Whatever you think about the Mitsubishi i-MiEV electric hatchback, you do have to admit that it’s a technological leap for a company that previously had no hybrids or EVs in its stable. Mitsubishi used its stage at this week’s Geneva Motor Show to show off its next generation of electrified vehicles, including a hybrid pickup and next-generation EV.
The next-generation EV in question is the Mitsubishi Concept CA-MiEV. Mitsubishi didn’t really explain what CA-MiEV stands for, but says that it’s a technological showcase car that shows what its EV engineers have been working on since the i-MiEV first debuted. We’ve heard some scuttlebutt that this could preview a next-generation i-MiEV model, but Mitsubishi also says that the “demonstrator” car has no production intent at this point in time.
If this is the next-generation i-MiEV after all, we can look forward to a larger car with more power, range, and convenience. Although the car’s wheelbase doesn’t change, the CA-MiEV is 159.4 inches long, up from 144.9 inches, and grows from 62.4 inches to 69.9. The overall height decreases from 63.6 inches to 61.0, which suggests the next car will have a much less upright seating position.
The CA-MiEV is powered by an 107-hp electric motor (up from just 63 for the current model) and a 28-kW battery pack, up from 16 kW on the current car. Mitsubishi estimates that these changes will boost range all the way to 186 miles (300 km), three times more than the i-MiEV’s 62 mile-range. The car also shows off new technologies like magnetic resonance inductive charging (which ditches the plug and charges the car wirelessly), an integrated motor/inverter/charger (which decreases weight and increases efficiency) and a flat, floor-mounted battery pack that makes room for a future range-extending engine.
The CA-MiEV will seat five people, but Mitsubishi has something altogether different in mind for people looking to haul things. It’s the GR-HEV, a sport utility vehicle/truck hybrid powered by a hybrid powertrain.
The GR-HEV features a 2.5-liter clean diesel engine and an electric motor mated to an automatic gearbox and electronically controlled four-wheel drive. The battery pack for the hybrid is mounted within the ladder frame; that’s both a clever use of packaging and strange to hear—most hybrids (with GM’s SUV and truck hybrids the notable exception) are unibody.

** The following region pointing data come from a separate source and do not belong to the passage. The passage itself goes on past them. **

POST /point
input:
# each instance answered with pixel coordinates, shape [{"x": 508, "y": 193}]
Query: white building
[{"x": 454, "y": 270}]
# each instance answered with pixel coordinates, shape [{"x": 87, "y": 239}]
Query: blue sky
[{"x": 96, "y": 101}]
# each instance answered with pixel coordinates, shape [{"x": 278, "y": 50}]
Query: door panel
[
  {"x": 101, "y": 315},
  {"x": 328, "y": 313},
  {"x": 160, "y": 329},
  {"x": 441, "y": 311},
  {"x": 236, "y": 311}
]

Mitsubishi says that the diesel-hybrid setup makes for a better truck: the electric motor can boost acceleration while the diesel engine’s turbocharger is spooling up, or towards the top end of the rev range when the engine runs out of puff. If that’s not enough to catch your fancy, Mitsu also proposes that the hybrid system’s battery pack could power accessories like winches.
The two electrified Mitsus join the Outlander plug-in hybrid on the stand at the Geneva show today, but there’s no word on if/when these vehicles will make it to market.